Once the fire had burned down I headed into the tent to continue reading “Billy Budd, Sailor” by Herman Melville. I tend to prefer reading short stories on my backpacking trips, particularly those of classic literary figures of the 19th and early 20th centuries — Jack London, Herman Melville, Edgar Allan Poe — but could never quite put my finger on exactly what was so appealing about reading such works. Something clicked for me on this trip and I think I have a slightly better understanding about what it is that I found so compelling about reading such pieces of literature in the wood. The setting of the books is not modern, and the setting I’m in when I’m reading them is not modern, and for some reason I feel like this allows me to focus more on the narrative, the characters, and the story itself. The stories don’t reference all the trappings and incidentals of modern life, and the trappings and incidentals of modern life aren’t around to distract me; it seems a perfect fit.
Anyways, after a dozen or pages I closed the book, then my eyes, and drifted off to sleep. I woke a few times during the night to the sound of trees falling or perhaps small avalanches (I’m too new to the landscape to be able to differentiate between the two) and the accumulations of wet snow sliding down the sides of the tent. Other than those minor interruptions, I enjoyed a warm and cozy night of rest. It was noticeably warmer than the previous weekend, as the bottle of water in the tent didn’t even show the first signs of freezing.

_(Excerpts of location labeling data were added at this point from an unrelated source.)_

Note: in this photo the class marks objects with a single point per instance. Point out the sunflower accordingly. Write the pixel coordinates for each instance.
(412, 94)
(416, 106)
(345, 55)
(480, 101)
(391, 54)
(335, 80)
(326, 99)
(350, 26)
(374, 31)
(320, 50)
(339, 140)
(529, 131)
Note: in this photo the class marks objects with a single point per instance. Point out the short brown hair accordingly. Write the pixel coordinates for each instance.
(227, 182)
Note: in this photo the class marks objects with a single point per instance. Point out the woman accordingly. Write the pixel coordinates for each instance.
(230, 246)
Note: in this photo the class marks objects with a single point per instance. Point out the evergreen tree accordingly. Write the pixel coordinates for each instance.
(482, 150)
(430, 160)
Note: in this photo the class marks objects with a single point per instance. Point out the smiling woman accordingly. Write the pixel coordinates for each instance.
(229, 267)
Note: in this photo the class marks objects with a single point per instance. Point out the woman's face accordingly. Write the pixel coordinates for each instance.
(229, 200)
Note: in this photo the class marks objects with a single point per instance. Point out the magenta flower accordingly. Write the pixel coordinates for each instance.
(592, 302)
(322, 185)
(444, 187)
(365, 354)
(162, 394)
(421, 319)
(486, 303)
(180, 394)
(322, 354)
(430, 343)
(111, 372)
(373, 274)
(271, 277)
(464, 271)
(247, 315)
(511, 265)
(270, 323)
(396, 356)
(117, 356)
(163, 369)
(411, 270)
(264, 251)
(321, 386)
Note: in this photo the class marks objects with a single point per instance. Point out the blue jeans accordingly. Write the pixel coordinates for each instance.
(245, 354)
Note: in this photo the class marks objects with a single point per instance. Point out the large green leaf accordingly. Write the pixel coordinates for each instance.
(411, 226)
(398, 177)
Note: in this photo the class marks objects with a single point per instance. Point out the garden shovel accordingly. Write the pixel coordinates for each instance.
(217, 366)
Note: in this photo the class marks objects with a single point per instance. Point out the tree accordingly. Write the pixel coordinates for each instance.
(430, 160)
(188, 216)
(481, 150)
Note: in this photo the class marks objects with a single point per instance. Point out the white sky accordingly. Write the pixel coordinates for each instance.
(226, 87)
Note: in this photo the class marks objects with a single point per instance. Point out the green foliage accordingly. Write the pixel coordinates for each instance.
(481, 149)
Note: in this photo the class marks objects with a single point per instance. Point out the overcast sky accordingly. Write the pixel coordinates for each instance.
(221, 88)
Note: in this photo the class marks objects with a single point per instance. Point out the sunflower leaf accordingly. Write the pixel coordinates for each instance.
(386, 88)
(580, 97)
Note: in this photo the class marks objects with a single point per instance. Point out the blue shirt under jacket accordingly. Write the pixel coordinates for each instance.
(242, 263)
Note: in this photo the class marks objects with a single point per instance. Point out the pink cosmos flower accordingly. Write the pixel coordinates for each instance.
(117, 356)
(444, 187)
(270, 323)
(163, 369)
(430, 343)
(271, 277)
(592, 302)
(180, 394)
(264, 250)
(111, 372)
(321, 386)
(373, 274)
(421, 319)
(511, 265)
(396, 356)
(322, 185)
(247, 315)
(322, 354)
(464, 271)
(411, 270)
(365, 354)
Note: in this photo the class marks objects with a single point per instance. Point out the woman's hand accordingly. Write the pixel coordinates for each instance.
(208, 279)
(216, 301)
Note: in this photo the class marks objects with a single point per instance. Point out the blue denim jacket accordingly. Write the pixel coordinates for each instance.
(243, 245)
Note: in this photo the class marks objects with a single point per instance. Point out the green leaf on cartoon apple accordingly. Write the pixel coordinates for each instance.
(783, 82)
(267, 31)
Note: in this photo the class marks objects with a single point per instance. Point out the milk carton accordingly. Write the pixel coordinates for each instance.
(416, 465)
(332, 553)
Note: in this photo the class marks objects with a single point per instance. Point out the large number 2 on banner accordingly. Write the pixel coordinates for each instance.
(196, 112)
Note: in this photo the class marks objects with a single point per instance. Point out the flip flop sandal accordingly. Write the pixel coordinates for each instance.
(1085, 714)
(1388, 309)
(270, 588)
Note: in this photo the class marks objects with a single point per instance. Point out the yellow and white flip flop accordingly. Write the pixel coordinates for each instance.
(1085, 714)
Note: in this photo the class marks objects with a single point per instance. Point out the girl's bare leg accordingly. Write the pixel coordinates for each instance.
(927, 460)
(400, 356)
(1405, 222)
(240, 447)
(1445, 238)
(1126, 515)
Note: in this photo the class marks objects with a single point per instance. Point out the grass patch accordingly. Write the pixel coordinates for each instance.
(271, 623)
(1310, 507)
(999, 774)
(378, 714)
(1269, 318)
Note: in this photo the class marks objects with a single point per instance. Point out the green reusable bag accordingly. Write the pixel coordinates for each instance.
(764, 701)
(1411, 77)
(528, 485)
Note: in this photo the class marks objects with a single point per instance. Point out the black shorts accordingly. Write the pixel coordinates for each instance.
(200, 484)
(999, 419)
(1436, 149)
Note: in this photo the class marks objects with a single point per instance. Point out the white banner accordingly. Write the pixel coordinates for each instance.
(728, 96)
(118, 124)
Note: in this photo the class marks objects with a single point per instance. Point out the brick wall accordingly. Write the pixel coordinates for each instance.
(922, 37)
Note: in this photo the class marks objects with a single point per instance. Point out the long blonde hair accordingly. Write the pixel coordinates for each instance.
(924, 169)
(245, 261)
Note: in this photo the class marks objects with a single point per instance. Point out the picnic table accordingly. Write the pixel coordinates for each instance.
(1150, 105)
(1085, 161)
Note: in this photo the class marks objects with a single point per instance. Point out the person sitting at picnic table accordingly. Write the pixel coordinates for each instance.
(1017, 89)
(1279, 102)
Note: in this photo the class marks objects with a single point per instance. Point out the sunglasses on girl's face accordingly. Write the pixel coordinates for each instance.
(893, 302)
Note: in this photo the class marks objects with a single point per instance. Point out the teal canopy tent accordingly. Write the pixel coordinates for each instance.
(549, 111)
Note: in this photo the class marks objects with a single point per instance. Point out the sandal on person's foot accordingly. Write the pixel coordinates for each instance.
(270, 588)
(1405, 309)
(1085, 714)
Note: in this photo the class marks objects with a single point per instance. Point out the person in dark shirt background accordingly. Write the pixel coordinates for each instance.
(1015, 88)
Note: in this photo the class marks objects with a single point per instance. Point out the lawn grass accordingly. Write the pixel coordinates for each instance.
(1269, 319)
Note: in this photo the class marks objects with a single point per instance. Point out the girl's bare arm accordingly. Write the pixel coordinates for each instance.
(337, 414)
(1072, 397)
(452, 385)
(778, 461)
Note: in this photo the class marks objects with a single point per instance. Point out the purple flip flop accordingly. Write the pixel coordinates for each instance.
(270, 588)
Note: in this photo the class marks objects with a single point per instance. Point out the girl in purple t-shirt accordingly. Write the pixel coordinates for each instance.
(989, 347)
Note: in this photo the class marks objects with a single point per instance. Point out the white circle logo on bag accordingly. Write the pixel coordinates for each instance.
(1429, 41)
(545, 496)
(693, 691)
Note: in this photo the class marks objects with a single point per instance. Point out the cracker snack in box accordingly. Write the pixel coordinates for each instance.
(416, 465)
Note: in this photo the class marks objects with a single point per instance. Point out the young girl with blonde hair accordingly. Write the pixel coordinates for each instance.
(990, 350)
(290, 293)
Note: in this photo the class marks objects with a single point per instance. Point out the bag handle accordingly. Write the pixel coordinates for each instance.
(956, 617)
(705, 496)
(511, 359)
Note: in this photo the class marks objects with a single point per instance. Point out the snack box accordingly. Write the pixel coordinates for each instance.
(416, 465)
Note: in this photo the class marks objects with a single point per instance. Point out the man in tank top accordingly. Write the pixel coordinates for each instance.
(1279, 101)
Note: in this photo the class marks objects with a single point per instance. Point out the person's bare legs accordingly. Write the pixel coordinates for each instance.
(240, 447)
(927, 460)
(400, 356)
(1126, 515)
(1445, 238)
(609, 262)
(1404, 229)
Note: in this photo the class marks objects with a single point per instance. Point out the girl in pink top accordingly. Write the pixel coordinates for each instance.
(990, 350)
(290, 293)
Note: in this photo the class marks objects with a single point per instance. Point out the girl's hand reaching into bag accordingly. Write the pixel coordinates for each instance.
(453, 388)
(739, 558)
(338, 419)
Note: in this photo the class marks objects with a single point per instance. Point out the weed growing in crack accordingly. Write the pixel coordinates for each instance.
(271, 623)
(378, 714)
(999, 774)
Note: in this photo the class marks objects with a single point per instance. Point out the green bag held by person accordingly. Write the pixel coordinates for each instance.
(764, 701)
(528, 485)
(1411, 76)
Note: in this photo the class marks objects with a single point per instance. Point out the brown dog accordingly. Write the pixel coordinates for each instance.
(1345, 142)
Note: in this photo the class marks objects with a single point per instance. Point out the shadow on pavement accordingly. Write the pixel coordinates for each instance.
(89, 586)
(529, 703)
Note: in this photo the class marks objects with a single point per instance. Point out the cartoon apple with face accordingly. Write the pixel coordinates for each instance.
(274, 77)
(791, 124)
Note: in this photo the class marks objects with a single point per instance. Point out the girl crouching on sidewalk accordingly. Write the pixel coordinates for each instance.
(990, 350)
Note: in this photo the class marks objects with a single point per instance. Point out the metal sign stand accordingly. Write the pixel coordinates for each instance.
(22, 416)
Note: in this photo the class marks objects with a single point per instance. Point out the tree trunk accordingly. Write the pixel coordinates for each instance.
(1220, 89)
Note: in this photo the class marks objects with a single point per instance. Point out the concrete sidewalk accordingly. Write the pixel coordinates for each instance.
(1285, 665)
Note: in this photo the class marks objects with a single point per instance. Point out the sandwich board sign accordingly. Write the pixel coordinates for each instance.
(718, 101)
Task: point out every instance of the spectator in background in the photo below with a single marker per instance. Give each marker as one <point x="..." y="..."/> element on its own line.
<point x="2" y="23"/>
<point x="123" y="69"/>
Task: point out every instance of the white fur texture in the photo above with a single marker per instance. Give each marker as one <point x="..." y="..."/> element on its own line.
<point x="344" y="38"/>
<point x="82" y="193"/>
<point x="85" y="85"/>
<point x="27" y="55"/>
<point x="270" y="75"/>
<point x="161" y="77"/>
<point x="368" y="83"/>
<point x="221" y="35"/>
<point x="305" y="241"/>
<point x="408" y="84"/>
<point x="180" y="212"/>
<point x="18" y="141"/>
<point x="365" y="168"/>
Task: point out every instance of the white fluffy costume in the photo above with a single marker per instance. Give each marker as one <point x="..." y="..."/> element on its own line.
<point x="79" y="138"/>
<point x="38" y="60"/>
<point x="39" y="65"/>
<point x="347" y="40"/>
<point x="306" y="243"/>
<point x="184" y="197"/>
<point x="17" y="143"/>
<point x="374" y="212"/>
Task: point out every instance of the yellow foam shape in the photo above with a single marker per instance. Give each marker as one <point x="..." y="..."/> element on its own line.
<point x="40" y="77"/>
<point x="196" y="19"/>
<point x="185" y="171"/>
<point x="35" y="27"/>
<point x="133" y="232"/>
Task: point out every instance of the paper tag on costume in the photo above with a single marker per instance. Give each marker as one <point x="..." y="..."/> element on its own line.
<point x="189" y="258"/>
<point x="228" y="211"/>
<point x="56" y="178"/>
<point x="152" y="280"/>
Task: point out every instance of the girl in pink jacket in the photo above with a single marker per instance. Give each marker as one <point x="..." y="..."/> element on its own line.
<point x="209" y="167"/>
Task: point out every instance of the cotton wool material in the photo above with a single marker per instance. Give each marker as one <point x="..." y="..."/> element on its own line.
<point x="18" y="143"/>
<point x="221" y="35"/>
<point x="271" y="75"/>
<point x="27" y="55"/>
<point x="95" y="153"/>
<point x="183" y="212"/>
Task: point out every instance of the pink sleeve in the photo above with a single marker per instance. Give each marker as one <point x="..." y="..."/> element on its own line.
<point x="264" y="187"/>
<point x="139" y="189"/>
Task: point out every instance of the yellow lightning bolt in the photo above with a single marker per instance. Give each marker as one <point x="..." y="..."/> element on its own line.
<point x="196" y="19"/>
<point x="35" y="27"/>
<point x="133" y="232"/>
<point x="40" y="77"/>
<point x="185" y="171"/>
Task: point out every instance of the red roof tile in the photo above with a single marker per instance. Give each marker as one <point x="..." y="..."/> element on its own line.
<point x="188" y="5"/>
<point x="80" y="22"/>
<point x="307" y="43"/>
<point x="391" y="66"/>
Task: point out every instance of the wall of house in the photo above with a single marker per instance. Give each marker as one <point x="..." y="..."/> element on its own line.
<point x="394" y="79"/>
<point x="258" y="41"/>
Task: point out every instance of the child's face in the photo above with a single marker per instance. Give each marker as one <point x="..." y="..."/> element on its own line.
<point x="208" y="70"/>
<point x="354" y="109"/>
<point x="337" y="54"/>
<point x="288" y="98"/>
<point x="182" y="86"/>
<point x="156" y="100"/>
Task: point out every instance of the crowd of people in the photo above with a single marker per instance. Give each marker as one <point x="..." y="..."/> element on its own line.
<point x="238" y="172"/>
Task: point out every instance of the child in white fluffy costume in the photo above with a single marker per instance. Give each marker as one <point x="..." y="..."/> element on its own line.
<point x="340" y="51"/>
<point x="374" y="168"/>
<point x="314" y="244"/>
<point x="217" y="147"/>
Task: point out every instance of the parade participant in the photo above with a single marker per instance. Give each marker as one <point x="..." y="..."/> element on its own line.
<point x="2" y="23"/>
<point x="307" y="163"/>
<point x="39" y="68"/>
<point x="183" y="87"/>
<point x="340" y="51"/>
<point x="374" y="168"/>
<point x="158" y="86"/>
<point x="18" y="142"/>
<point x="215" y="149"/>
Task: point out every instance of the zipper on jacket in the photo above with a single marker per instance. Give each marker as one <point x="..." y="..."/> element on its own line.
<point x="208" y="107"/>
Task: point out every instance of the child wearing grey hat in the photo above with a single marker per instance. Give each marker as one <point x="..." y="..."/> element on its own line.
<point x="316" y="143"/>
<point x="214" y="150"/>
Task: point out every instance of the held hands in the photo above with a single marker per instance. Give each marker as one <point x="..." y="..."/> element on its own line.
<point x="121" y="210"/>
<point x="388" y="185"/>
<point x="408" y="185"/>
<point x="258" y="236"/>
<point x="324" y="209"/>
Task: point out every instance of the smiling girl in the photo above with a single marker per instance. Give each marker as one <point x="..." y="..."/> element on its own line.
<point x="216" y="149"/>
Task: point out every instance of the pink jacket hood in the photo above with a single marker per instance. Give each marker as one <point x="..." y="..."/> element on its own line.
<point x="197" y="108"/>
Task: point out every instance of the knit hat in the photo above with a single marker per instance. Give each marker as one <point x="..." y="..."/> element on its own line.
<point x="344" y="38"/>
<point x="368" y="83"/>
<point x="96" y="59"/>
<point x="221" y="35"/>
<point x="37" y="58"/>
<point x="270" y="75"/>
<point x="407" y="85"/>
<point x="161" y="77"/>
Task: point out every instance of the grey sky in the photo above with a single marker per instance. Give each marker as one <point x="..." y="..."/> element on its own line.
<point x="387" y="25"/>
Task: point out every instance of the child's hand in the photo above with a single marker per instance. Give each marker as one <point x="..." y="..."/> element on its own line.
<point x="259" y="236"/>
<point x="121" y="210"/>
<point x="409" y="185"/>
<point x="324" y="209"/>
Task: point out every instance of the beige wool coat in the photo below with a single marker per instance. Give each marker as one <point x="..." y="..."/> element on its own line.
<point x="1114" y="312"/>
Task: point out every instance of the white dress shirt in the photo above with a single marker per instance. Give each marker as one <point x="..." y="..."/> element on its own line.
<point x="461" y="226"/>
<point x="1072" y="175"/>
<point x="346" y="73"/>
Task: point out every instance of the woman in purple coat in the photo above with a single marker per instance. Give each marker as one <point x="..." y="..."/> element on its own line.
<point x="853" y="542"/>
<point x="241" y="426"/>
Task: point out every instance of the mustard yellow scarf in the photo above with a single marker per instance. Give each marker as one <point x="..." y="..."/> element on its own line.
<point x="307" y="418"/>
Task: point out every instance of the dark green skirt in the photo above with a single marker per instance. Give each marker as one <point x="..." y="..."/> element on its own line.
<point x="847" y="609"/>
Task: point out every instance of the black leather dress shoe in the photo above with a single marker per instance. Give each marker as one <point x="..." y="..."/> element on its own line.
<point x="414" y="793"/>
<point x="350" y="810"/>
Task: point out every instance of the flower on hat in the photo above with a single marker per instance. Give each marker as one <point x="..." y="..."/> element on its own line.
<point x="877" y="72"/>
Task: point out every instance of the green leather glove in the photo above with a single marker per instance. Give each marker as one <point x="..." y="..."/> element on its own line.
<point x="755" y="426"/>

I crawled out of the sleeping bag an hour or so before sunrise, made two cups of coffee, and begin packing. I struggled with the notion of whether it was better to have the most difficult part of the hike first thing in the morning or if I would have preferred to encounter the obstacles after I’d hiked for a while. Having no choice in the matter, I stretched and began the five-mile return hike to the trailhead in a steady, wet snow that melted almost as soon as it hit my jacket.
The obstacle course section of the hike seemed to end mercifully quickly and allowed me to shift my focus to appreciating the landscape rather than trying to overcome it. The dead trees (victims of a fire more than a decade ago), snow and dense fog gave the hike a gloomy, eerie charm — but it was a charm nonetheless. The huge cliffs that had been so captivating on the hike in were, in whole or in part, obscured by the fog and dusted in fresh snow.
I arrived back at the trailhead around noon but the effort I’d expended had left me feeling like I’d been hiking all day. That said, I’m grateful I was able to check out another canyon and spend another night in the woods. However, I think my next overnight trip this winter will be on cross-country skis rather than snowshoes. Gliding across a snow-covered meadow on skis to a campsite holds a bit more appeal than heading up a possibly blowdown-filled canyon that has just enough snow to make snowshoes both a necessity and a burden.